After leaving Glenwood in mid 1984, I complained to the NED director about Mr. Maher's and Inspector Mandrill's bad behaviour. The NED director said my NED file was clean, so I left it at that. Years later, Mr. Maher early-retired to make way for a post-apartheid white principal. After Meneer Basson retired, he was replaced by Inspector Mandrill's son. Two colleagues, Jew and Afrikaner, had the same surnames as bosses of apartheid's Chemical and Biological Warfare Programme. By 1987 a lady teacher I'd taken on wildlife excursions left her husband for a standard 9 schoolboy.

By 2008 two white deputy HMs, already teaching at Glenwood HS when I left in 1984, were still there, so apartheid white affirmative-action continued years after apartheid ended. By 2008, drama was taught in senior classes.

1984. Leah Esslemont, Boer War Vroue Monument, Bloemfontein.


See Glenwood High School, Durban.

2 comments:

Mark JS Esslemont said...

Face Book comment from a former biology pupil, living in Mauritius:

"Just wanted to say, 'Hi' and thanks for the classes, those were good days and you were about the coolest teacher at Glenwood."

Mark JS Esslemont said...

Face Book comment from a Glenwood teacher colleague:

"You have a vivid recall of ... & .... They were indeed bullies & I was one of their many 'targets'. After applying for a merit assessment, ... told me I was so 'bad' I shouldn't be teaching matrics & must've arranged for my transfer. ... told me we were a maths teacher in excess &, if asked to take a transfer to Empangeni or elsewhere, I should accept it graciously.

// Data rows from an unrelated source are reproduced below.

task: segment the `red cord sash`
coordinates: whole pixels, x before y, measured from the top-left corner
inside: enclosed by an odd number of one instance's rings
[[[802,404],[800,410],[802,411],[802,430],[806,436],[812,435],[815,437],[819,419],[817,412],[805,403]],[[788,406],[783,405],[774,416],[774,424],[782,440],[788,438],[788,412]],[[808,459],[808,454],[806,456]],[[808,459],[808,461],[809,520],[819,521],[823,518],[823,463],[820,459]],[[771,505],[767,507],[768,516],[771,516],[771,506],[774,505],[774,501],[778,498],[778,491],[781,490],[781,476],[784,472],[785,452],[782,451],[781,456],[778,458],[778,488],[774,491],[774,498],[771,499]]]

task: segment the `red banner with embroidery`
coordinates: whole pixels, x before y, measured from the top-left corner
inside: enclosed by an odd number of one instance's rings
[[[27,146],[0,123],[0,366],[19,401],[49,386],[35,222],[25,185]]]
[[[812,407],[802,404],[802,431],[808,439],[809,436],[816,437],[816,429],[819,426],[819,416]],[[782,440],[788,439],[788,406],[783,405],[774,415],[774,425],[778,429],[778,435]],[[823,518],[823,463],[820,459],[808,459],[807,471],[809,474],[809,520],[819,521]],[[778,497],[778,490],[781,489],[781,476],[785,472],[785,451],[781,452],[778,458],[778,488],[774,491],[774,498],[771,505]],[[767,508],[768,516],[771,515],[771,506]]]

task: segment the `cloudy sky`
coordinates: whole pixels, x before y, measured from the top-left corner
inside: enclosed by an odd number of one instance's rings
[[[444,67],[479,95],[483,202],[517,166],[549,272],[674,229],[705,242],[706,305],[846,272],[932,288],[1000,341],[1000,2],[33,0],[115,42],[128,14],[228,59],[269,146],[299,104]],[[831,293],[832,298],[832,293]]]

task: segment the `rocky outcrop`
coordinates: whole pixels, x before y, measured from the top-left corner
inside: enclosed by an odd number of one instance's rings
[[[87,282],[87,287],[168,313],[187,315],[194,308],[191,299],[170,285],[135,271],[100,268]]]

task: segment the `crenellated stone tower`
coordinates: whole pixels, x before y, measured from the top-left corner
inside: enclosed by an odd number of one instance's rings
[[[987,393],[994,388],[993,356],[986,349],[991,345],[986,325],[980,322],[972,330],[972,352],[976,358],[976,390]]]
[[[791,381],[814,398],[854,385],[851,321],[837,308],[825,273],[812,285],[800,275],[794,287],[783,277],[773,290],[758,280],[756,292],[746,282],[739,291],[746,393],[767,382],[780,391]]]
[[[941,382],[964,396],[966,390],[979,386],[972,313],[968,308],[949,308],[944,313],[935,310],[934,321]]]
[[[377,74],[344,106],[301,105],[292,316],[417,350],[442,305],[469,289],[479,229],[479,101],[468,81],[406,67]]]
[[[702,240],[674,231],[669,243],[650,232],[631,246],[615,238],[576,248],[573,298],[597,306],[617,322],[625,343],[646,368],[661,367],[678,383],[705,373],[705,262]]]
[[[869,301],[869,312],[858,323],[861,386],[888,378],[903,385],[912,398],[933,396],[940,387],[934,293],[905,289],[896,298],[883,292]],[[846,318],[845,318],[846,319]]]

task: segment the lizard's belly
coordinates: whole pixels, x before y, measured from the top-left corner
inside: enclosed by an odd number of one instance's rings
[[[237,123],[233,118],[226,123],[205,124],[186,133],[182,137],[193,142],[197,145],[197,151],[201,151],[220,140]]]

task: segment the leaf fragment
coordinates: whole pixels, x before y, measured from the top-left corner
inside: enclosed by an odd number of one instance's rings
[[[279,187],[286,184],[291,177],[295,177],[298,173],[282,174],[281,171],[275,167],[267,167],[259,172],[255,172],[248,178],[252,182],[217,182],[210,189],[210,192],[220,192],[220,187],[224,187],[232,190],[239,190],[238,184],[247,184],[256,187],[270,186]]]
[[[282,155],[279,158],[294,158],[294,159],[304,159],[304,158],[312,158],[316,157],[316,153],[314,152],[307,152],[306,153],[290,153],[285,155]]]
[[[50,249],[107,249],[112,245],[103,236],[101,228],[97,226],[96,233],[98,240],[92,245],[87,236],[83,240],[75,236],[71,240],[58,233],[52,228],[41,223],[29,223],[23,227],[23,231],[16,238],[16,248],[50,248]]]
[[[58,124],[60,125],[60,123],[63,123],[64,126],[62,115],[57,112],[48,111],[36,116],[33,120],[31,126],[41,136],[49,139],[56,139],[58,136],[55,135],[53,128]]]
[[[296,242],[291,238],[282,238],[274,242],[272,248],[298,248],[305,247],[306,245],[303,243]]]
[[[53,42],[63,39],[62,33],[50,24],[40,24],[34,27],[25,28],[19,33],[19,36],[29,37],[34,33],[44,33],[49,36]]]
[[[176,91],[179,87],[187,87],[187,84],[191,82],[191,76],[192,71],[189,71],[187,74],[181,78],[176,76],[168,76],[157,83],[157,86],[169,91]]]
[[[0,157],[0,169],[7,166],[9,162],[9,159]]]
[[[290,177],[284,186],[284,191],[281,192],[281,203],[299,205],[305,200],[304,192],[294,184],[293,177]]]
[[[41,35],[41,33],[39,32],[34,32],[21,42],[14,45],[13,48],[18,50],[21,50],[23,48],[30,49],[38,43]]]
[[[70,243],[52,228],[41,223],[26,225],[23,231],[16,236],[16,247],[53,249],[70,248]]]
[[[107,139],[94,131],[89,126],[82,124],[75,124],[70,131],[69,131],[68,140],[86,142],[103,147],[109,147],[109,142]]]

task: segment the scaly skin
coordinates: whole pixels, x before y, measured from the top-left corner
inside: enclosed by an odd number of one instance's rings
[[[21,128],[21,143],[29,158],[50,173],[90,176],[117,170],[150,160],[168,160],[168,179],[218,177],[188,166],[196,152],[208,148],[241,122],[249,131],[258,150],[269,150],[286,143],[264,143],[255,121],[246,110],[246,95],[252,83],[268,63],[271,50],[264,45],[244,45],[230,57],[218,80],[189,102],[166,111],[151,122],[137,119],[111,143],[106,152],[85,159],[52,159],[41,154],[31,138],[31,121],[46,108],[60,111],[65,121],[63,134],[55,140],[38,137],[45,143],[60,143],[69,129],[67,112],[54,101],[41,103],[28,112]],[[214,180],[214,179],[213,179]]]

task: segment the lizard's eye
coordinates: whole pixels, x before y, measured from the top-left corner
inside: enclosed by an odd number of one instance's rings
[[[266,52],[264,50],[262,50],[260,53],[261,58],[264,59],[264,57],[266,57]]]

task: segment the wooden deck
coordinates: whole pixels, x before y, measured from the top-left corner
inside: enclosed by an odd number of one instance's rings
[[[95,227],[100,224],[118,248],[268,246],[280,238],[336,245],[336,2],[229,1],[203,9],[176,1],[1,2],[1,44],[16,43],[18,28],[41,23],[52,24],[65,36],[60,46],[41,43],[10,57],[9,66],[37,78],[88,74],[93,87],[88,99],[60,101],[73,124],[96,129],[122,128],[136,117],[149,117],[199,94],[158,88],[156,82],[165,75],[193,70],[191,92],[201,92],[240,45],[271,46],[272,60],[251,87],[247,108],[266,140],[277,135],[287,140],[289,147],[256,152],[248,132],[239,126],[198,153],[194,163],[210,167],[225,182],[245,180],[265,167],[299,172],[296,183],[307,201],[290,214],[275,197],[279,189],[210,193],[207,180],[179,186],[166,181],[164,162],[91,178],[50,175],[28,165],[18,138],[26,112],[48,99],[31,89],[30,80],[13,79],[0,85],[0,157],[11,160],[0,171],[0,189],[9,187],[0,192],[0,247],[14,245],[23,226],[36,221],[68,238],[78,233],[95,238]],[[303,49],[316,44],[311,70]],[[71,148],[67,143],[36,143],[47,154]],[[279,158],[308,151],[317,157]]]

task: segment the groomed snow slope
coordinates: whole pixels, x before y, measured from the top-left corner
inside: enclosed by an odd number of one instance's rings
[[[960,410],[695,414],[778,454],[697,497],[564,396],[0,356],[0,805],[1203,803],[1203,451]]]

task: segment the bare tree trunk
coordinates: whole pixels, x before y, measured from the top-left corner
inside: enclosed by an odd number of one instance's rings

Imagine my surprise & (...'s) when the inspector offered me a transfer to ... Boys' High, closer to home. There I met a real principal, a gentleman, ...., who was the converse of ... & did much to restore my bruised ego. Needless to say my former matrics played their part by excelling in their finals, also to ...'s & ...'s surprise."

Typical bullying by Glenwood's bully boss & his sidekick: blame the bullied teacher for non existent poor matric results before the matric exam. The boss pulled that nonsense on me too, & had to eat humble pie when all my SG matrics passed well in 1983. My reward: no matric class in 1984. Stupid management.